Instruction timing terminology: a machine cycle vs. an instruction cycle—does a single “machine cycle” mean the time to fetch and execute a complete instruction?

Difficulty: Medium

Correct Answer: Does not apply

Explanation:


Introduction / Context:
Precise timing vocabulary matters in microprocessor design. Two terms are often mixed up: machine cycle (sometimes called bus cycle or memory cycle) and instruction cycle (fetch + execute sequence). This question tests whether you can distinguish them correctly.



Given Data / Assumptions:

  • An instruction may require several bus operations: opcode fetch, operand read/write, stack access, etc.
  • Each bus operation consumes one or more clock periods and is termed a machine cycle.
  • The total time to complete an instruction is the instruction cycle, which can span multiple machine cycles.


Concept / Approach:
Machine cycle: the smallest external bus transaction window during which the CPU places an address, asserts control signals (RD, WR, etc.), and transfers a data byte/word. Instruction cycle: the aggregate of all machine cycles required to fetch, decode, and execute one instruction. Therefore, it is incorrect to define a machine cycle as “the time to fetch and execute a complete instruction.”



Step-by-Step Solution:

1) Identify an instruction (e.g., a memory-reference instruction). 2) Break it into required machine cycles: opcode fetch, memory read, possibly memory write. 3) Sum these machine cycles to get the instruction cycle time. 4) Conclude: a machine cycle is a sub-unit of an instruction cycle, not the whole.

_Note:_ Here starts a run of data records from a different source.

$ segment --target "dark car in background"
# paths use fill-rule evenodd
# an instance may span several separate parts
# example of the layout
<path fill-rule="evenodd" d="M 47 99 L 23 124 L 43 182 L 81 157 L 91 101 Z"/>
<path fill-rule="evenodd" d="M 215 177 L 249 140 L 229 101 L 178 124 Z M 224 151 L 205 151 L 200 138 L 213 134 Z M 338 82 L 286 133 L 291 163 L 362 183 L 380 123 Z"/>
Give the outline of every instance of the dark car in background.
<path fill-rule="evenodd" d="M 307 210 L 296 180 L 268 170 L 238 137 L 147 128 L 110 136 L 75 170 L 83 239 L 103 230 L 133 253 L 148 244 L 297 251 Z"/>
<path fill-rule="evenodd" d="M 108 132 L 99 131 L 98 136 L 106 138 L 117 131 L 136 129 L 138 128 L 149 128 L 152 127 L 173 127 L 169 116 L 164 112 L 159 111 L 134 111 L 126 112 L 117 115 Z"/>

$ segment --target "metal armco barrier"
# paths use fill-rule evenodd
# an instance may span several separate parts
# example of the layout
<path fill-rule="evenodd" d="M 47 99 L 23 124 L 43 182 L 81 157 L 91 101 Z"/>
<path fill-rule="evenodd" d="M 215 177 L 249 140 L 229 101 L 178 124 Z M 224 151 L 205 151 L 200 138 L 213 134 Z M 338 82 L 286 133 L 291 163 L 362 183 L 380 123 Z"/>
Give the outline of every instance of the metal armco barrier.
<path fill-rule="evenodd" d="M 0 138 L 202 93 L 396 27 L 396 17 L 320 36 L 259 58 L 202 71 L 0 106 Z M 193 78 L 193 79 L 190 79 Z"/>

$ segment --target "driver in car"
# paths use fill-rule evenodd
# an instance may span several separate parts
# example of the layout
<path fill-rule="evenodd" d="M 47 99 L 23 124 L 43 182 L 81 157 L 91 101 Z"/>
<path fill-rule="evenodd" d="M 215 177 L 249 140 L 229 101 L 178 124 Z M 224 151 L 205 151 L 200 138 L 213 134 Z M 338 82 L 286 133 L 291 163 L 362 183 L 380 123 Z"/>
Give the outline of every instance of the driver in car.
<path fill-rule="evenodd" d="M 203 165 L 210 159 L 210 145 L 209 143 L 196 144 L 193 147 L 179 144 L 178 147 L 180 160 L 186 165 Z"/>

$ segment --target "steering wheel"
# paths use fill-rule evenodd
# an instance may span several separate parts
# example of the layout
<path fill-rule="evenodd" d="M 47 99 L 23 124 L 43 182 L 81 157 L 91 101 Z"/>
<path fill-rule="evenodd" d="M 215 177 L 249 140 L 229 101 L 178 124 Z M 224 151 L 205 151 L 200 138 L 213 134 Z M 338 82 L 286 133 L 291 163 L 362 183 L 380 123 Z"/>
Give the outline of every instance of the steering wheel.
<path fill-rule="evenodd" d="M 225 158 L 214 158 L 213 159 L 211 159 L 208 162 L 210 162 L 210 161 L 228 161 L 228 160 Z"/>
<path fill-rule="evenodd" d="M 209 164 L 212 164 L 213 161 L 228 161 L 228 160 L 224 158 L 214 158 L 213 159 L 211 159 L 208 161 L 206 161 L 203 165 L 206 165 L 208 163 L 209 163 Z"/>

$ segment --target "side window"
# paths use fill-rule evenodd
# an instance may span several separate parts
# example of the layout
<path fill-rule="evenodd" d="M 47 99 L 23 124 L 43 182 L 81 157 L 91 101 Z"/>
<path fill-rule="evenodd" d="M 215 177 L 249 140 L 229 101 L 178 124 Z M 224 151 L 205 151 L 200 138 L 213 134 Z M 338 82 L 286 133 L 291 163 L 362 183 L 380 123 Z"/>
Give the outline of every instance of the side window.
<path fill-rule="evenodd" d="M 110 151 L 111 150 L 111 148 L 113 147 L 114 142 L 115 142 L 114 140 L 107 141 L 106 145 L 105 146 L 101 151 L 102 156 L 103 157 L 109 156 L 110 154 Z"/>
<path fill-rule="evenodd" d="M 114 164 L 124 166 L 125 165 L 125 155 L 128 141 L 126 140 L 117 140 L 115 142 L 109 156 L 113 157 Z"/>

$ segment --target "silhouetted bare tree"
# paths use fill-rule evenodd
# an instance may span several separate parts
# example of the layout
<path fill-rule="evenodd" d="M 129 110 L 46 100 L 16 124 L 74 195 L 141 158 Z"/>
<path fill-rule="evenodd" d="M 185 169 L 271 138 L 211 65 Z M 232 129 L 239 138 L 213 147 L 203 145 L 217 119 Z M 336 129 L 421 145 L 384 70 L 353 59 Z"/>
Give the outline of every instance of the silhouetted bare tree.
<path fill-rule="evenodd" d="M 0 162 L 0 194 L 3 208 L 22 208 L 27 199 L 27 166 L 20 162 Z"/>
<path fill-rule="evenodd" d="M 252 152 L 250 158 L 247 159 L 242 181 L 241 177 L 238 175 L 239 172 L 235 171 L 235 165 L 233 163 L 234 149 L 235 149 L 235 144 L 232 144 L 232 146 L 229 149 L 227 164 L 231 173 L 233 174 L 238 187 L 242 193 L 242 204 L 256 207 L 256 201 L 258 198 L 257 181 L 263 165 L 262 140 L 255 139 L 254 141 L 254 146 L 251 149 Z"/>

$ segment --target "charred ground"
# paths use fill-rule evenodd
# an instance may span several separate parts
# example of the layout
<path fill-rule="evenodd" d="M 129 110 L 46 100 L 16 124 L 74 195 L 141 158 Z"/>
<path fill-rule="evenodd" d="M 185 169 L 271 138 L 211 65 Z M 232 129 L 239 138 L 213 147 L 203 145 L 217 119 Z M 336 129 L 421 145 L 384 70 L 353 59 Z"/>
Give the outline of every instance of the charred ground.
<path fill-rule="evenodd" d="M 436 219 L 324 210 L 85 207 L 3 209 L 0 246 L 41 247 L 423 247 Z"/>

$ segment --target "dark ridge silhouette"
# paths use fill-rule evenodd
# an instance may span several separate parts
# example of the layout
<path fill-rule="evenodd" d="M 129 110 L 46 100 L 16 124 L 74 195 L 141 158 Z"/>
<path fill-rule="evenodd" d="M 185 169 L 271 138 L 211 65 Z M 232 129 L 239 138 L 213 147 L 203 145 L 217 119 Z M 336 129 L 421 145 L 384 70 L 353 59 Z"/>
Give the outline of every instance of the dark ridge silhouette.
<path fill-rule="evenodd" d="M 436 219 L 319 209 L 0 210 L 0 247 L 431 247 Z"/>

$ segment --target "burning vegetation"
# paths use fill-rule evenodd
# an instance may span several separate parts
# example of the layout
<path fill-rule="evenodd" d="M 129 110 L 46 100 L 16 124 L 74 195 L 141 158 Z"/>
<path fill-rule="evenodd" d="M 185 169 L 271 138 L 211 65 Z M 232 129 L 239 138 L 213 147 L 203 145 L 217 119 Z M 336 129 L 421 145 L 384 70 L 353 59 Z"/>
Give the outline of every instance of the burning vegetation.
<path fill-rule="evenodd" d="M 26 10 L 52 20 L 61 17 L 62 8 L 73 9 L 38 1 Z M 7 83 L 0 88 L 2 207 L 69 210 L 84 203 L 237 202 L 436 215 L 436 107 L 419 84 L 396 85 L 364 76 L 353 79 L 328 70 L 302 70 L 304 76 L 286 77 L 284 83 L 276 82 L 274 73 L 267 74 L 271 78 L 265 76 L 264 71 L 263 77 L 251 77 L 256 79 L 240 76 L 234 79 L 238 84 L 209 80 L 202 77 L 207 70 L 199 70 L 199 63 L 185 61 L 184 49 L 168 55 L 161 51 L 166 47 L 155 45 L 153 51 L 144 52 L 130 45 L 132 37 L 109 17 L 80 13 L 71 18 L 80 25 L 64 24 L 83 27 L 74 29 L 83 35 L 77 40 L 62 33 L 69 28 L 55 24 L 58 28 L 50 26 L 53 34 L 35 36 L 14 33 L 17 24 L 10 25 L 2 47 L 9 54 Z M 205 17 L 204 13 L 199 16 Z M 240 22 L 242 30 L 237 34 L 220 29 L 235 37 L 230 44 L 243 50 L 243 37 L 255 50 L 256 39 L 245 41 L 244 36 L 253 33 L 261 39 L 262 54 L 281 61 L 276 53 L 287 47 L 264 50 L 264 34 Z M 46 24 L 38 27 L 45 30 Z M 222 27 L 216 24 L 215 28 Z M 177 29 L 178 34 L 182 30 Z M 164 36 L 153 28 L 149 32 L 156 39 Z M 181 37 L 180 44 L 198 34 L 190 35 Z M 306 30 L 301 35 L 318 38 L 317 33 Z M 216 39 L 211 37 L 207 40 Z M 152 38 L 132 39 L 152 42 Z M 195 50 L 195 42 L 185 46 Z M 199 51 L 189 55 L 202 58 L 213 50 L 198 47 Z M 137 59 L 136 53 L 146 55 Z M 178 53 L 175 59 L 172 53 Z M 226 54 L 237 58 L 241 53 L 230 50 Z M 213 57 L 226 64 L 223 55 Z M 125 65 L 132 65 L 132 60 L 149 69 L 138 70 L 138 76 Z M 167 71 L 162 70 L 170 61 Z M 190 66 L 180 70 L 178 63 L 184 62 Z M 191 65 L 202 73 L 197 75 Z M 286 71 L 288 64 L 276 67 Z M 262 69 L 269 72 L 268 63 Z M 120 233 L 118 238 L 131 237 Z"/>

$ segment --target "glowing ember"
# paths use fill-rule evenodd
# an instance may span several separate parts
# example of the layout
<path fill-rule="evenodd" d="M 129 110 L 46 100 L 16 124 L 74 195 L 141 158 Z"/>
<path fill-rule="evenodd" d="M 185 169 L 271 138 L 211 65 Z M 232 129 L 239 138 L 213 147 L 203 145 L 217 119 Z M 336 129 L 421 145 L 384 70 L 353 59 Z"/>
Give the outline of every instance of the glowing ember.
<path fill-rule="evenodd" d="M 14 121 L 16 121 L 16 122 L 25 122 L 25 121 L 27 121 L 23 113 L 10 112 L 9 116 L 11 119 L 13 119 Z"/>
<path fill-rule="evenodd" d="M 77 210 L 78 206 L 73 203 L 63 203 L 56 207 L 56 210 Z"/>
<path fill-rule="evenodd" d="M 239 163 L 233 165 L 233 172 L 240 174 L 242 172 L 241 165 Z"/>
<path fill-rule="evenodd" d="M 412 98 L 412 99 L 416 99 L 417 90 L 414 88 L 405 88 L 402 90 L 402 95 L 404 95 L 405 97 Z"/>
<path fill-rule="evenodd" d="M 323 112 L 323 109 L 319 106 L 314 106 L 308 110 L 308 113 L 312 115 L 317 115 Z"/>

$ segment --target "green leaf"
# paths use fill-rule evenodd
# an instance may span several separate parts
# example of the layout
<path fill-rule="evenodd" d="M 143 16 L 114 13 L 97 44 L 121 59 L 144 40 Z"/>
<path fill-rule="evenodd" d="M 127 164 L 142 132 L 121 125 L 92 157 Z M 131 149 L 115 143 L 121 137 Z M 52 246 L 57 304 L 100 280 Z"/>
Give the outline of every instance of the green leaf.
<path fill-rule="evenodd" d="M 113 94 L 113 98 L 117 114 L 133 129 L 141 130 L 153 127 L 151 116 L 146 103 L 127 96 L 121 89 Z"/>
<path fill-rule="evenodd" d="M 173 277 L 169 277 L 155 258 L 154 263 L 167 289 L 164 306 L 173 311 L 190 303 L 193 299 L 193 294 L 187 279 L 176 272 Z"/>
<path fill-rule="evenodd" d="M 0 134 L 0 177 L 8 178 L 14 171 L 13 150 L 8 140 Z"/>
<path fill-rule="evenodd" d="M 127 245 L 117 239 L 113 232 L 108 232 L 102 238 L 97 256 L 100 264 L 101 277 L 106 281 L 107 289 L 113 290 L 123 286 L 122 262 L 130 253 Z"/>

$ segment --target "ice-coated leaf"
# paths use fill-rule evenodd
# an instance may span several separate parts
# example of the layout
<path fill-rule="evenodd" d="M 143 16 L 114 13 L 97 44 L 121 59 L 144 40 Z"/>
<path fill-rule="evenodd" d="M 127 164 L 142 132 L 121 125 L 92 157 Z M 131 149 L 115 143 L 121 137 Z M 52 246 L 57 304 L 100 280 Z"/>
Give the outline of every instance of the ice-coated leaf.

Verification / Alternative check:
Timing diagrams and datasheets list distinct opcode-fetch and memory-access cycles for many instructions; the total count varies by instruction, confirming the distinction.



Why Other Options Are Wrong:
Applies: confuses the hierarchy of timing terms. Adding “single-byte opcode” or “microcoded CPU” does not change the core definitions.



Common Pitfalls:
Equating the simplest instruction’s total time to a universal “machine cycle” definition; ignoring that multi-byte or multi-step instructions need several cycles.